Publié dans Challenge le 05 - 07 - 2008

Un intéressant tour d'horizon avec le ministre des Affaires économiques et générales du gouvernement. Compensation, mécanismes en place, conjoncture actuelleet perspectives à court et moyen termes…
Challenge Hebdo : quelles sont les failles du système actuel de la compensation au Maroc et quels déséquilibres provoquent–ils sur le pouvoir d'achat confronté au renchérissement des coûts de la vie ?

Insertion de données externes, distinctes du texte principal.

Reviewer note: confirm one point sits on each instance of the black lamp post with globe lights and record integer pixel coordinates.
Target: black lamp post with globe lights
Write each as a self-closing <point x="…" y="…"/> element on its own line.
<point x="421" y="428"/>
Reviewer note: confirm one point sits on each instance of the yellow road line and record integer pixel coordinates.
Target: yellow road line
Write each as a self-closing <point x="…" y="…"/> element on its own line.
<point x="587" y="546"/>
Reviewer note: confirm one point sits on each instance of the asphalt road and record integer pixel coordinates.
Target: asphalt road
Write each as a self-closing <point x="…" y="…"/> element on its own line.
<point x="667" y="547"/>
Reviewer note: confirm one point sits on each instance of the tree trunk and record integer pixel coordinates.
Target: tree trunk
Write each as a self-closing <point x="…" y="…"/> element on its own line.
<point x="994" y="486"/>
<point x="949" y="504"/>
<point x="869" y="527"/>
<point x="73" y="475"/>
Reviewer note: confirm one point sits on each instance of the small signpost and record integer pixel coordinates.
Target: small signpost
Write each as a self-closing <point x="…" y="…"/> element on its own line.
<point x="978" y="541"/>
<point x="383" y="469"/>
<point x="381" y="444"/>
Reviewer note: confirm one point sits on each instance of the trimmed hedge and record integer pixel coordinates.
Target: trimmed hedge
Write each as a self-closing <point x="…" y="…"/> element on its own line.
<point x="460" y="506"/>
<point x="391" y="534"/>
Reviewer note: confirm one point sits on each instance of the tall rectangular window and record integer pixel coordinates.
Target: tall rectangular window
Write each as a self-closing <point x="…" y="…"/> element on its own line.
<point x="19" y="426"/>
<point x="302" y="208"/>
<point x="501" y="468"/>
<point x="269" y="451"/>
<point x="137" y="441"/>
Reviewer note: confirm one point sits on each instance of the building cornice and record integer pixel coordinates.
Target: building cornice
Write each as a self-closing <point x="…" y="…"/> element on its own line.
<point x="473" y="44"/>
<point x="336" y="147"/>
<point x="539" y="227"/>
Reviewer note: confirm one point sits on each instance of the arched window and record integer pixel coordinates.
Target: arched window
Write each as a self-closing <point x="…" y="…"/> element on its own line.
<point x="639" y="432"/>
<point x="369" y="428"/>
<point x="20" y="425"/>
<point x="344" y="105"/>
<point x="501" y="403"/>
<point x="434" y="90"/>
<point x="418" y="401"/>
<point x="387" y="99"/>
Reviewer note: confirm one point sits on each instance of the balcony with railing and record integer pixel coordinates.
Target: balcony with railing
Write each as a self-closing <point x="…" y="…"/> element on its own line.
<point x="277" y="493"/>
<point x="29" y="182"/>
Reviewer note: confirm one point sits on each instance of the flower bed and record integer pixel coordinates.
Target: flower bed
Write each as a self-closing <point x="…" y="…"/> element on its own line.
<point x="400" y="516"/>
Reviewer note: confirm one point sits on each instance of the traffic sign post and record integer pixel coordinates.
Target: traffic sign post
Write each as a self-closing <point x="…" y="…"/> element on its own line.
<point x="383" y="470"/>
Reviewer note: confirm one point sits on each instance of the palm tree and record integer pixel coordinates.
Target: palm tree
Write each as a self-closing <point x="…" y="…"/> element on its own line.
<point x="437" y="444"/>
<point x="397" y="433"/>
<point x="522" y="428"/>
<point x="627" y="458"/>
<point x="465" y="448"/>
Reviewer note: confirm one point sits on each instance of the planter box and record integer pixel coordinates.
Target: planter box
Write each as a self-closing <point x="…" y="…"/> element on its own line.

Nizar Baraka : dès ma nomination à la tête du ministère des Affaires économiques et générales, les services de ce département ont procédé à une remise à plat et à un diagnostic approfondi du système de compensation. Ce diagnostic a permis de déceler un ensemble de dysfonctionnements qui concernent aussi bien le volet juridique, la compensation étant régie par plusieurs textes législatifs et réglementaires obsolètes et non cohérents, que le niveau budgétaire, l'enveloppe réservée à la compensation est devenue importante et non maîtrisable, résultant de la flambée des cours des produits compensés, alimentaires, pétroliers et gaz butane d'une part, et de la croissance de la consommation d'autre part. D'autres dysfonctionnements sont liés au manque de ciblage. En effet, le système de compensation est un système de subvention généralisé et aveugle profitant beaucoup plus aux classes aisées qu'à la population démunie. Cette dernière ne profite que de 9% du budget de compensation alors que 20% de la population aisée bénéficie de 43% de ce budget. Concernant les produits pétroliers, 20% de la population aisée profite de 75% du budget de la compensation alors que 20% de la population démunie n'en profite que de 1%.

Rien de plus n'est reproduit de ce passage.